For 2022, EPA is proposing the highest total volumes in history, putting the program on a stable trajectory that provides for significant growth. The proposed volumes for 2022 are over 3.5 billion gallons higher than the volume of renewable fuel used in 2020. The proposed volume of advanced biofuel for 2022 is over 1 billion gallons greater than the volume used in 2020. EPA is also proposing to add a 250-million-gallon “supplemental obligation” to the volumes proposed for 2022 and stating its intent to add another 250 million gallons in 2023. This would address the remand of the 2014-2016 annual rule by the DC Circuit Court of Appeals in Americans for Clean Energy v. EPA. Spreading this obligation over two years would provide the market time to respond to this supplemental obligation. The last Administration failed to act on the Agency’s outstanding obligation to address the court’s remand.
Industry reaction to the proposal is mixed, with objections to retroactively reducing previously finalized 2020 Renewable Fuel Standards (RFS) requirements. The Renewable Fuels Association called the package “a modest step in the right direction for the nation’s ethanol producers and farmers.”

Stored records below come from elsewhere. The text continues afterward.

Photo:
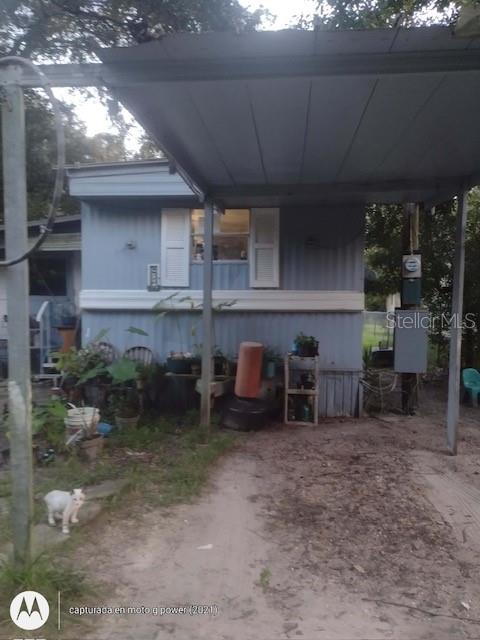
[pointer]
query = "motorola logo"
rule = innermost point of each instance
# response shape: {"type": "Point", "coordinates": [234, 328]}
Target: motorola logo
{"type": "Point", "coordinates": [29, 610]}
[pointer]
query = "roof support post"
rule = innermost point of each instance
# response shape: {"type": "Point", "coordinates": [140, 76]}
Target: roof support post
{"type": "Point", "coordinates": [454, 365]}
{"type": "Point", "coordinates": [19, 386]}
{"type": "Point", "coordinates": [207, 314]}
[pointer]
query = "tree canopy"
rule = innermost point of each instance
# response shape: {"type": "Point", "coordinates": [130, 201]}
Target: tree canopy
{"type": "Point", "coordinates": [59, 30]}
{"type": "Point", "coordinates": [75, 29]}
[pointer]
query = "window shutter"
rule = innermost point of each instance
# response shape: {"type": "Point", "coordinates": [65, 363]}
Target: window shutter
{"type": "Point", "coordinates": [264, 248]}
{"type": "Point", "coordinates": [175, 248]}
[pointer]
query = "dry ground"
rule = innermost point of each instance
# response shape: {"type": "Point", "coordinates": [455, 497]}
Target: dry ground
{"type": "Point", "coordinates": [353, 529]}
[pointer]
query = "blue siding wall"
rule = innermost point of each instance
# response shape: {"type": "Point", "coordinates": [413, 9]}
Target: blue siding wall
{"type": "Point", "coordinates": [106, 261]}
{"type": "Point", "coordinates": [319, 249]}
{"type": "Point", "coordinates": [339, 333]}
{"type": "Point", "coordinates": [322, 249]}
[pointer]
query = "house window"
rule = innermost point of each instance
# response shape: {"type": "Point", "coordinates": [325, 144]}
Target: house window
{"type": "Point", "coordinates": [48, 276]}
{"type": "Point", "coordinates": [230, 235]}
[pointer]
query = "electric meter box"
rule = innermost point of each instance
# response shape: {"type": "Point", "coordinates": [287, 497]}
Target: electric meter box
{"type": "Point", "coordinates": [412, 265]}
{"type": "Point", "coordinates": [410, 341]}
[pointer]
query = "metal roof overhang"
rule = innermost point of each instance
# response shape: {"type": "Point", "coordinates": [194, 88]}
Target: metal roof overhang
{"type": "Point", "coordinates": [302, 117]}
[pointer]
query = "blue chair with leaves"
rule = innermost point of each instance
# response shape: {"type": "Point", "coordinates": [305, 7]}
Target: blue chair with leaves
{"type": "Point", "coordinates": [471, 383]}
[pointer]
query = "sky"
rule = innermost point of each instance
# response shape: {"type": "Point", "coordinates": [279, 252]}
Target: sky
{"type": "Point", "coordinates": [94, 114]}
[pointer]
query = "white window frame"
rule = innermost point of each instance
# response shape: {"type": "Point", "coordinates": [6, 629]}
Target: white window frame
{"type": "Point", "coordinates": [274, 283]}
{"type": "Point", "coordinates": [224, 235]}
{"type": "Point", "coordinates": [165, 244]}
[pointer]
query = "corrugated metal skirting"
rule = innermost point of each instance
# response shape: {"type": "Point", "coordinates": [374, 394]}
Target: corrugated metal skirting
{"type": "Point", "coordinates": [339, 335]}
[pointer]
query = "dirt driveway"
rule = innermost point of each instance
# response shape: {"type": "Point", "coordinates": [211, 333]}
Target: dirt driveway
{"type": "Point", "coordinates": [333, 533]}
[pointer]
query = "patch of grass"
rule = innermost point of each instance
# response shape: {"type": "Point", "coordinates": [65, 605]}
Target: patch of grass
{"type": "Point", "coordinates": [47, 575]}
{"type": "Point", "coordinates": [181, 465]}
{"type": "Point", "coordinates": [264, 579]}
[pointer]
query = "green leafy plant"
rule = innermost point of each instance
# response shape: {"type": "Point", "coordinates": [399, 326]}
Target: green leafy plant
{"type": "Point", "coordinates": [48, 423]}
{"type": "Point", "coordinates": [306, 344]}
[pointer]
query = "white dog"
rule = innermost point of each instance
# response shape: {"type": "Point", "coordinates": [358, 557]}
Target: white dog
{"type": "Point", "coordinates": [64, 505]}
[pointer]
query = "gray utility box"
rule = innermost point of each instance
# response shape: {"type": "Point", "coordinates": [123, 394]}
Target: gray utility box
{"type": "Point", "coordinates": [410, 341]}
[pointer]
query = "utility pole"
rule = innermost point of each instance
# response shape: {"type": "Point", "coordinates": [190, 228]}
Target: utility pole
{"type": "Point", "coordinates": [16, 243]}
{"type": "Point", "coordinates": [411, 243]}
{"type": "Point", "coordinates": [454, 365]}
{"type": "Point", "coordinates": [207, 315]}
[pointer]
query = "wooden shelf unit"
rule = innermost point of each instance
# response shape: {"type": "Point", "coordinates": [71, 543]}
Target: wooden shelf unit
{"type": "Point", "coordinates": [295, 366]}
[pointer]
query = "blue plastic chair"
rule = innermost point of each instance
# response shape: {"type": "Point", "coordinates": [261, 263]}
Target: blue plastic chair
{"type": "Point", "coordinates": [471, 382]}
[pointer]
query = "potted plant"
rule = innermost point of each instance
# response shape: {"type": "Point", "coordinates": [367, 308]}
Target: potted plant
{"type": "Point", "coordinates": [85, 374]}
{"type": "Point", "coordinates": [306, 346]}
{"type": "Point", "coordinates": [125, 406]}
{"type": "Point", "coordinates": [270, 359]}
{"type": "Point", "coordinates": [151, 383]}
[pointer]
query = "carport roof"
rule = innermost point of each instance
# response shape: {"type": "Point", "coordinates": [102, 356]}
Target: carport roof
{"type": "Point", "coordinates": [387, 115]}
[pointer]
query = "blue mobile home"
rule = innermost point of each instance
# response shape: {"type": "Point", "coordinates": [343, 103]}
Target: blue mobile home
{"type": "Point", "coordinates": [276, 272]}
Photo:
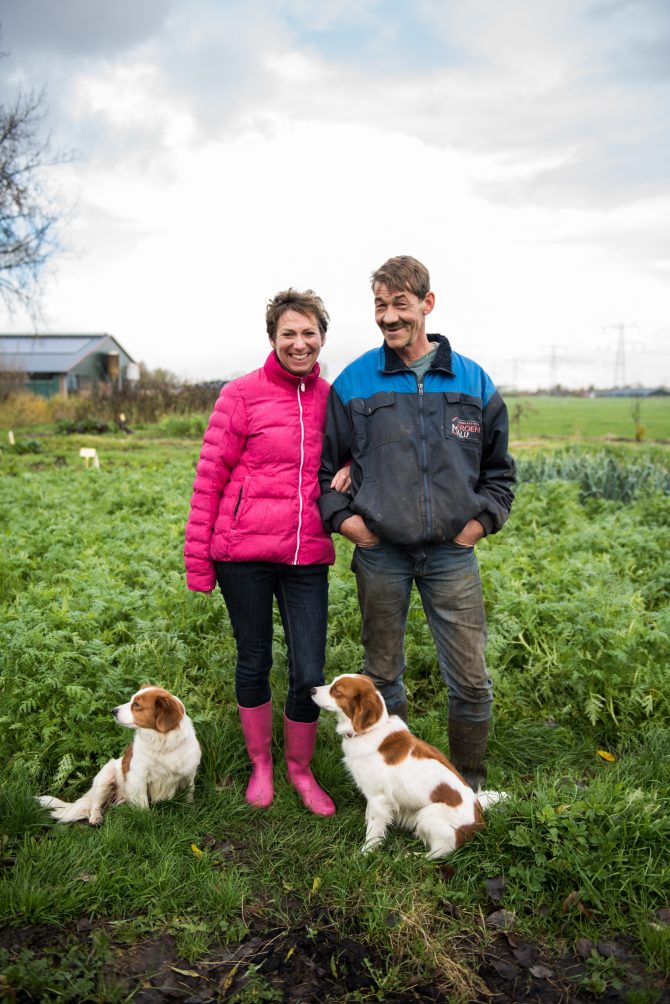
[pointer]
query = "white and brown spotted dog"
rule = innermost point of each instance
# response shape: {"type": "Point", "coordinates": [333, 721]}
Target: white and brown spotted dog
{"type": "Point", "coordinates": [404, 779]}
{"type": "Point", "coordinates": [162, 759]}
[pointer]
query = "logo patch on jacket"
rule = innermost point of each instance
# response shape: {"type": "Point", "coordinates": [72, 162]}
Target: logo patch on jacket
{"type": "Point", "coordinates": [464, 428]}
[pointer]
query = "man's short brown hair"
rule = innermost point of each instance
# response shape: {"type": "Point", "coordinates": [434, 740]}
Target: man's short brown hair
{"type": "Point", "coordinates": [403, 272]}
{"type": "Point", "coordinates": [305, 302]}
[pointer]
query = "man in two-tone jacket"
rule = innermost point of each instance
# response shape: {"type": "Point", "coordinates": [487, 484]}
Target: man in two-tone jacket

Specifically, RFA welcomes EPA’s proposal to set the 2022 RFS conventional renewable fuel requirement at the statutory volume of 15 billion gallons (bg) and its move to deny all pending small refinery exemption (SRE) petitions based on the unappealed holdings of the Tenth Circuit Court’s decision in the Renewable Fuels Association et al. v. EPA. The agency also said it will follow the Court’s ruling when it considers future SRE petitions. EPA’s proposal to restore 500 million gallons of illegally waived RFS requirements from 2016 —with that volume being added in the form of supplemental requirements to the 2022 and 2023 RFS requirements—also drew praise from RFA.